The idea is to use the recursion to try all the possible combinations of multiplying the matrices. After trying all the possible combinations we will take the minimum operations out of all the combinations.

For multiplying two matrices with dimensions (mXn) and (nXp), the number of operations required are m * n * p.

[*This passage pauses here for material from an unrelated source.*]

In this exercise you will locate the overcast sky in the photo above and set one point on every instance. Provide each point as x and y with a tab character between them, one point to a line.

The steps are as follows :

• Define a function minOperations(i, j), here ‘i’ denotes the i’th matrix and ‘j’ denotes the j’th matrix. This function will return the minimum number of multiplication operations needed to multiply all matrices from index ‘i’ to ‘j’.
• The base case for this will be when ‘i’ is equal to ‘j’, we will return 0 in this case as we have only one matrix.
• Otherwise, iterate from ‘i’ till ‘j’, let’s say our current index is ‘k’.
  • Recursively calculate the minimum number of operations for multiplying all matrices from ‘i’ to ‘k’ i.e minOperations(i,k) and all matrices from ‘k + 1’ to ‘j’ i.e. minOperations(k+1,j).
  • After multiplying all matrices from ‘i’ to ‘k’ and all matrices from ‘k + 1’ to ‘j’ we will be left with two matrices with dimensions (ARR[i - 1], ARR[k]) and (ARR[k], ARR[j]). The number of operations needed for multiplying these two matrices will be ARR[i - 1] * ARR[k] * ARR[j]. Hence we will add this value to the answer.
• We will return the minimum out of all possibilities.

O(4^N / (N^(3 / 2))), where ‘N’ is the number of matrices.

We are trying all possible combinations of multiplying the matrices, this approach has a recurrence of T(i, j)= SUM(T(i, k) * T(k+1, j) for all ‘k’ from ‘i’ to ‘j’. This recurrence simplifies down to  4^N / (N^(3/2) ) (using Catalan numbers). Thus, the overall time complexity is O(4^N / (N^(3 / 2))).

O(N), where N is the number of matrices.

We are using recursion to try all possible ways of multiplying the matrices. The recursion stack grows maximum up to a size of ‘N’. Thus, the overall space complexity is O(N).